Re AWS router, I completely agree with you that AWS doesn't need all the fanciful add-on features that Juniper (and other vendors) provides -- that's probably why they decide to do it themselves :)) . Vendors pack all those features on in an attempt to differentiate, and in order to charge higher for their devices. A lot of those features go unused, not just by Cloud providers, but the average enterprise/SP as well. By doing it themselves, AWS can use all the chip areas that otherwise would be wasted on unneeded stuff, to optimize for packet performance, which is mainly what the Cloud needs. While their routers are most likely not top-notch in quality due to their inexperience, for utility computing, that's all they care and need, as you rightly pointed out.
At the end of the day, I feel networking (and IT in general ) has commoditized so much over the years -- all the more so since the Cloud became mainstream -- that we can expect to see more and more vendors compress or simply go away, and those who want to survive will have to reinvent themselves and differentiate their products instead of relying on the likes of Broadcom to provide chipsets/ASICs for them, essentially turning themselves into Broadcom resellers.

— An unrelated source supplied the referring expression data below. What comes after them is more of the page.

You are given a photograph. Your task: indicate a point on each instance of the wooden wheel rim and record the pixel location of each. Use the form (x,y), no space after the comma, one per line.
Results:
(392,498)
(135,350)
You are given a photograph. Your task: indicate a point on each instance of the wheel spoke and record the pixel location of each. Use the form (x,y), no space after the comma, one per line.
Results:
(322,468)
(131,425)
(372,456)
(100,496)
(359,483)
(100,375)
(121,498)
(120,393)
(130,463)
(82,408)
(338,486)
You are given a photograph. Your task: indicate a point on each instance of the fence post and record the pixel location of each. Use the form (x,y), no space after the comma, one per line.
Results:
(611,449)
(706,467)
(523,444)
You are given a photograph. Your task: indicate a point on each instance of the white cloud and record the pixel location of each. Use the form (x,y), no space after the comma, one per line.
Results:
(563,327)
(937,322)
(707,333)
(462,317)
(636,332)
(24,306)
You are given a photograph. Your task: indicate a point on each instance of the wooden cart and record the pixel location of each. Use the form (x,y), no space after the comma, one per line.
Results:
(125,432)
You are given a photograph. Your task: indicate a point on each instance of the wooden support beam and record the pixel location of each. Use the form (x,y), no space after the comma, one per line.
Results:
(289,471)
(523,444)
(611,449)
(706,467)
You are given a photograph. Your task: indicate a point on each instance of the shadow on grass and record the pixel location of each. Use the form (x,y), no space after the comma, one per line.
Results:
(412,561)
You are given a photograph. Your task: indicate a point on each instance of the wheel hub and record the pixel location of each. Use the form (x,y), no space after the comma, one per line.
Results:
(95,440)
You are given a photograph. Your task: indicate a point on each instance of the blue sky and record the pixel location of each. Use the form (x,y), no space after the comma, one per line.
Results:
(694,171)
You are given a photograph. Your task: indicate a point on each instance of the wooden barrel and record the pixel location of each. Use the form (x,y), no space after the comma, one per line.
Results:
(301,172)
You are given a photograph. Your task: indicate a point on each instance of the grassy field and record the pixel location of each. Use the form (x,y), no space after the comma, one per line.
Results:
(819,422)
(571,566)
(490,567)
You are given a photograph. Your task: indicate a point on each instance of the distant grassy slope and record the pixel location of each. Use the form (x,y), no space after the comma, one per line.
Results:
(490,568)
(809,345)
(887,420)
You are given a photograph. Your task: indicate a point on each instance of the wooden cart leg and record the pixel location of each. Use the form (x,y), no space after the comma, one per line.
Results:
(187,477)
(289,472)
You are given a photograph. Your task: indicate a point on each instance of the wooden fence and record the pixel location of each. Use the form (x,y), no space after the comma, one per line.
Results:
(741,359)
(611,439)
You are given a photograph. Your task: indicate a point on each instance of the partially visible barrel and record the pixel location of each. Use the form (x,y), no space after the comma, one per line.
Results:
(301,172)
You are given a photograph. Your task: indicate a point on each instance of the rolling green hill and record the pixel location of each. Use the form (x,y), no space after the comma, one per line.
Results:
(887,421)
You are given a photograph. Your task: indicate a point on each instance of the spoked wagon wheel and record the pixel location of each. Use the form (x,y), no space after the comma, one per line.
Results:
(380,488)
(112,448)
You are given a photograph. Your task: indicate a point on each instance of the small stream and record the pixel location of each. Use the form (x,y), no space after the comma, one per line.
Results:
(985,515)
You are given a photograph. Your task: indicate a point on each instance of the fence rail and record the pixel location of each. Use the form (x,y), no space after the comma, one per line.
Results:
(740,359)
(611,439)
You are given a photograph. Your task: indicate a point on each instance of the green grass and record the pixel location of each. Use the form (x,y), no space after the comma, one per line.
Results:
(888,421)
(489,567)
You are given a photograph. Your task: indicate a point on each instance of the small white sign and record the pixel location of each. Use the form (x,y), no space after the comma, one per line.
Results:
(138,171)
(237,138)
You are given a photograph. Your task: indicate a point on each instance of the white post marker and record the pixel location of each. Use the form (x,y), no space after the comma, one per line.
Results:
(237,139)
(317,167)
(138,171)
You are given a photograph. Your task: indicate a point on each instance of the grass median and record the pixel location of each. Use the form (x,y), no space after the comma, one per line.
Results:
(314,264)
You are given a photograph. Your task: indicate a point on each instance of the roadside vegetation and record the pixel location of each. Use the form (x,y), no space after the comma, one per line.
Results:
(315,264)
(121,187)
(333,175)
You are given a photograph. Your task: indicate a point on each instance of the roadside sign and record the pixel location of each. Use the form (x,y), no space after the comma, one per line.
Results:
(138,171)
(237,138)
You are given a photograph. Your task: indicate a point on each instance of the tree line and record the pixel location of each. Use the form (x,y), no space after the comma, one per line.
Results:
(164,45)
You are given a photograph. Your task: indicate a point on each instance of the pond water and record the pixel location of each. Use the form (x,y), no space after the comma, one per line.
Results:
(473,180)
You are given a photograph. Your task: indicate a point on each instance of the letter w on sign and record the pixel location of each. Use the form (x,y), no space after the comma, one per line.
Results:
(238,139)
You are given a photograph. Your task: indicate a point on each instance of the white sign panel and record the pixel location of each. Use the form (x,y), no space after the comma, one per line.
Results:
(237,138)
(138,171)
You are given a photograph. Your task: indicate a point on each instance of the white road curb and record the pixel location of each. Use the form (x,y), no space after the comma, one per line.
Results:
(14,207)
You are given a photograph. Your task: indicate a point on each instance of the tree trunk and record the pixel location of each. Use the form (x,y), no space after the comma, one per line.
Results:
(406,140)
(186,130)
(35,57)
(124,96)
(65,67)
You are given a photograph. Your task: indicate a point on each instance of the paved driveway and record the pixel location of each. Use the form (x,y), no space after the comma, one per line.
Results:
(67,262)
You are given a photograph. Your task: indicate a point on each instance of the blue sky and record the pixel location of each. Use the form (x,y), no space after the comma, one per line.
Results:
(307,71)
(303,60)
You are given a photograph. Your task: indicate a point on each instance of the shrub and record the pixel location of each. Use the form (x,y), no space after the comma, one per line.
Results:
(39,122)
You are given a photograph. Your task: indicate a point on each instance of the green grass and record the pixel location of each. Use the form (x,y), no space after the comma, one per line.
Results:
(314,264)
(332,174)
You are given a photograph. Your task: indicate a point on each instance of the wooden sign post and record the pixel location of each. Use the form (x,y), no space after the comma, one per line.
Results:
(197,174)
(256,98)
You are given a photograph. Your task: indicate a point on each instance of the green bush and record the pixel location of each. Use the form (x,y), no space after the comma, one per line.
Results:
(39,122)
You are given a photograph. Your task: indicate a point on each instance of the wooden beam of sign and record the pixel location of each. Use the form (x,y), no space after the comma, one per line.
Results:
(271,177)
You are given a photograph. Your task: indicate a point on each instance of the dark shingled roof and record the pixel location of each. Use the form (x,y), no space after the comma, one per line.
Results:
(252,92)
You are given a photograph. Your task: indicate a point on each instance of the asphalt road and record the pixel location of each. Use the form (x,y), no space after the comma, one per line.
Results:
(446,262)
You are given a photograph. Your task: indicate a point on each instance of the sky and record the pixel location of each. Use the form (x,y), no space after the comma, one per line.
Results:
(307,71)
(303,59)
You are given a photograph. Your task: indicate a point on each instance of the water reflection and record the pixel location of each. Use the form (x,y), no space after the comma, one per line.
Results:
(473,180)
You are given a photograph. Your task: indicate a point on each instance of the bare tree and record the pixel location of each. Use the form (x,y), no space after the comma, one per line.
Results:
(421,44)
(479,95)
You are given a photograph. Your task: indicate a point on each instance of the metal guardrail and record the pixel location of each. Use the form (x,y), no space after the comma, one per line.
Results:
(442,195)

Packing a lot of features that almost no one uses/needs is not the answer though :p. There're always markets for good and competitive products that solve the right problems, just like AMD has proven by going back from the brink of death several times after being dealt almost mortal blows by Intel, who's feeling it more and more with each passing year as their loyal customers either go AMD, ARM or do it themselves, like Apple.

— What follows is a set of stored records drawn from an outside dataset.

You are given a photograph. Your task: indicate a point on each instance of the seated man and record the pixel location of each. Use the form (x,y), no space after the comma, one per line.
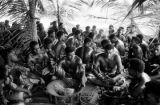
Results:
(86,54)
(108,62)
(36,59)
(16,87)
(118,44)
(73,68)
(152,93)
(138,77)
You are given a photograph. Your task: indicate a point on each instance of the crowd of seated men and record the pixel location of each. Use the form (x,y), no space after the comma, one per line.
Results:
(118,59)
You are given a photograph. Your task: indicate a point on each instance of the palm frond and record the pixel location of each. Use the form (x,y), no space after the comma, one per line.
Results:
(40,6)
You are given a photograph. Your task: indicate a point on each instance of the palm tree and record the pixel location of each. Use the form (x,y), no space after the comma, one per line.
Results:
(63,10)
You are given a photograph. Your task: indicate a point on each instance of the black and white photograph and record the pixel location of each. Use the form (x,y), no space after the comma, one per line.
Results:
(79,52)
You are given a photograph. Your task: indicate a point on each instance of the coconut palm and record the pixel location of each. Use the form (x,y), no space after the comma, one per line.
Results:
(24,12)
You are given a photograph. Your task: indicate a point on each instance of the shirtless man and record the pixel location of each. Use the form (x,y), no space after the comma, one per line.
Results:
(59,46)
(36,59)
(118,44)
(86,54)
(108,63)
(73,68)
(75,40)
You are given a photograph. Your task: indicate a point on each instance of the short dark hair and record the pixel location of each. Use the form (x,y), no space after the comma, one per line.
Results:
(137,65)
(32,44)
(69,50)
(74,29)
(50,31)
(105,42)
(87,40)
(136,39)
(111,36)
(108,47)
(59,34)
(91,35)
(47,41)
(77,32)
(140,36)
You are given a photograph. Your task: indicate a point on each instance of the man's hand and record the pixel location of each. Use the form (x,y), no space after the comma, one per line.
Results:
(42,81)
(29,93)
(5,101)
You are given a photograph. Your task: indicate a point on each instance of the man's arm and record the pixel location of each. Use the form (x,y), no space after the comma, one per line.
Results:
(96,68)
(118,63)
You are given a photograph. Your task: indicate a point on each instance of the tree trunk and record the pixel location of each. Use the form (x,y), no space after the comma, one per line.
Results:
(33,26)
(58,13)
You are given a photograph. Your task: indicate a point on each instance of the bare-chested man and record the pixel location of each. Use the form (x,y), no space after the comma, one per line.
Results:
(108,62)
(73,68)
(60,45)
(86,54)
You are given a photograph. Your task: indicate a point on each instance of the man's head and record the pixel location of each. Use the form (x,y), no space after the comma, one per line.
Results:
(157,50)
(54,23)
(87,42)
(88,28)
(48,43)
(51,34)
(135,40)
(74,30)
(120,30)
(7,22)
(140,36)
(60,25)
(34,46)
(94,27)
(104,42)
(69,52)
(113,38)
(108,48)
(101,32)
(136,67)
(152,93)
(91,35)
(111,27)
(78,34)
(60,35)
(78,27)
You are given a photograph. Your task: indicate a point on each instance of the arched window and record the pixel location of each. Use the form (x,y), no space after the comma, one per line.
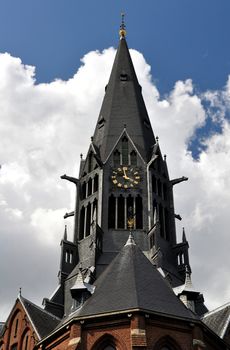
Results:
(95,183)
(125,150)
(89,187)
(25,341)
(159,189)
(154,184)
(133,158)
(111,212)
(82,223)
(121,213)
(95,211)
(88,220)
(116,158)
(167,226)
(161,218)
(165,194)
(83,190)
(167,343)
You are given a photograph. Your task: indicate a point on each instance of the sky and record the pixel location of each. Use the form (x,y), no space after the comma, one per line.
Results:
(55,60)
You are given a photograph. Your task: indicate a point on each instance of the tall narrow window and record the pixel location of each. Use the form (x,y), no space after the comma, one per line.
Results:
(121,213)
(161,217)
(154,185)
(125,151)
(88,220)
(83,190)
(82,223)
(130,215)
(165,194)
(139,212)
(159,189)
(25,342)
(116,158)
(111,213)
(90,187)
(167,226)
(95,211)
(133,158)
(95,183)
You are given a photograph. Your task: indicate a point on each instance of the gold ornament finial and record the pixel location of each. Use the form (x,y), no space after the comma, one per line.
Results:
(122,30)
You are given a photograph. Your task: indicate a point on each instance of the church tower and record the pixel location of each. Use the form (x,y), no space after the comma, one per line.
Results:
(123,186)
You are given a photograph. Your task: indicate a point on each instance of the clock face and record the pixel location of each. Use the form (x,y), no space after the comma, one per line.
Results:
(125,177)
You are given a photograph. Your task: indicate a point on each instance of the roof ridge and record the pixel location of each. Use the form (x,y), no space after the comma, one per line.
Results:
(39,307)
(219,308)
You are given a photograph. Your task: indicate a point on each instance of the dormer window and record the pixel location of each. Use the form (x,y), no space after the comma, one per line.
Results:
(101,122)
(125,150)
(123,77)
(116,158)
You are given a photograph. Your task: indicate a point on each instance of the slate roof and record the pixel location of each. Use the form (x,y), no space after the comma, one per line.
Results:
(132,282)
(43,321)
(1,327)
(218,320)
(123,104)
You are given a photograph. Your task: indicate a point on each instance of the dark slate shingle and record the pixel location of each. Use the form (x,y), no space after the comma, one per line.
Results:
(43,321)
(132,282)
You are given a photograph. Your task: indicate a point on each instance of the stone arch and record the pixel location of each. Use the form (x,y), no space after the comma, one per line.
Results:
(106,341)
(14,322)
(25,339)
(166,343)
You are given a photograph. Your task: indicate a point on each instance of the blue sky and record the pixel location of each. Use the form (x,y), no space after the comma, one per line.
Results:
(186,43)
(179,38)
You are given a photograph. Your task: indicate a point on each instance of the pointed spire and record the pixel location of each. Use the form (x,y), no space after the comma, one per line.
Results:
(122,31)
(155,216)
(130,240)
(123,104)
(184,239)
(65,234)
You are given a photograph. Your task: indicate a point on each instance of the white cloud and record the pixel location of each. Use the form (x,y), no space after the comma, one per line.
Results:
(43,130)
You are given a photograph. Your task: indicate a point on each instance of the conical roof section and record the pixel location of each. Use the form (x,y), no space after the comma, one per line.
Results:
(123,106)
(131,282)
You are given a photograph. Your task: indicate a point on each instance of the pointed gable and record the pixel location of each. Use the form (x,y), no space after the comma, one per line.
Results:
(43,322)
(123,104)
(131,282)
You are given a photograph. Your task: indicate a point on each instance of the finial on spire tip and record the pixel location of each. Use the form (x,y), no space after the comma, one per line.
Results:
(130,240)
(122,31)
(65,233)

Oh, and I too did go thru the pdf shared by Oleg. Most of it is about physical layer stuff, and there's no treatment of the ASIC architecture, like the amount of CAM/TCAM, the traffic manager, the fabric scheduler, the crossbar architecture etc, the important stuff basically. Typical Broadcom :p. It'd be really unfortunate if the networking industry needs to rely on them to innovate on its behalf and provide vendors with the backbone of their products. Kinda reminds me of how the server/PC industry has stiffened for decades after Intel took center stage and eliminated most of the competition, making us stuck with their crappy CISC for a long, long time up until recent years.